Donc qu’est-ce que le futur réserve à AD ? Quelques mois après les élections, les sondages montrent qu’AD est le troisième parti avec près de 15% des suffrages, en d’autres mots le parti a apparemment doublé son potentiel électoral. En fait, récemment un ancien premier ministre de Grèce (K. Karamanlis) semble avoir dit à son entourage qu’AD obtiendrait 20% des votes si les élections se tenaient maintenant. Malgré l’attitude négative des médias de masse (beaucoup refusent toujours d’inviter des représentants d’AD aux émissions politiques de débat) et de celles des partis politiques habituels, le soutien pour AD augmente surtout dans les arrondissements des classes populaires et de la petite bourgeoisie des grandes villes grecques, qui, comme nous l’avons expliqué plus tôt, souffrent le plus de l’importante criminalité des immigrés illégaux. Il y a juste quelques semaines un groupe de membres d’AD dirigé par des députés d’AD  a attaqué des vendeurs de rue immigrés qui vendaient leurs produits sans autorisation officielle. Le  tollé contre AD fut général parmi les médias et les politiciens, mais le syndicat officiel des vendeurs de rue grecs publia une déclaration de soutien pour les actions d’AD et les remercia publiquement.

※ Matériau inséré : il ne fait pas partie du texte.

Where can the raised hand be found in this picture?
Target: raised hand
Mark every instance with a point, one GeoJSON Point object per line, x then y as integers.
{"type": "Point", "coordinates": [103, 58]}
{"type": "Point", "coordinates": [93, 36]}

Actuellement, la Grèce a un gouvernement de coalition gouverné par le parti de centre-droite, cependant en terme de suffrages la gauche radicale est le premier parti d’opposition et a de sérieuses chances d’être le prochain gouvernement du pays lors des prochaines élections. Avant que nous analysons ce que cela signifie pour la Grèce, il est important d’expliquer ce que la gauche radicale représente réellement. C’est une alliance de différents partis d’extrême gauche, principalement des Trotskystes, des Maoïstes, et d’autres gauchistes marginaux, alors que le parti est connu pour soutenir la violence d’extrême gauche et que ses députés aient défendu les émeutiers gauchistes et les terroristes dans les tribunaux. Il obtenait habituellement entre 3 à 5% des suffrages, mais dans les dernières élections les électeurs du PASOK (le parti de centre-gauche) qui sont surtout les nombreux fonctionnaires, ont voté pour la gauche radicale. La Grèce, avec la gauche radicale au pouvoir et AD proche de 15% subira d’énormes émeutes entre extrême gauche et extrême droite, émeutes qui peuvent même mener à une guerre civile de basse intensité, surtout si la crise économique empire. Une réaction par les services de sécurité et l’armée contre un gouvernement de la gauche radicale ne peut pas être écartée non plus.

Conclusion 

Au final, le phénomène AD fut le résultat d’une multitude de facteurs dont la crise économique n’en est qu’un parmi d’autres. Une organisation marginale avec quelques centaines de membres s’est transformée en une nuit en un acteur politique majeur de la politique grecque. Le futur de la Grèce au milieu de la crise économique et des taux de chômage record ne paraît évidemment pas brillant. Les nouvelles mesures d’austérité du gouvernement feront stagner davantage l’économie et exaspéreront la population grecque. Cependant, la crise s’est transformée en opportunité pour le nationalisme grec et pour AD en particulier, comme le proverbe anglais le dit, “il y a toujours une lumière au bout du tunnel.” Ab Aeterno continuera de surveiller et de rendre compte des développements politiques et de l’ascension d’AD.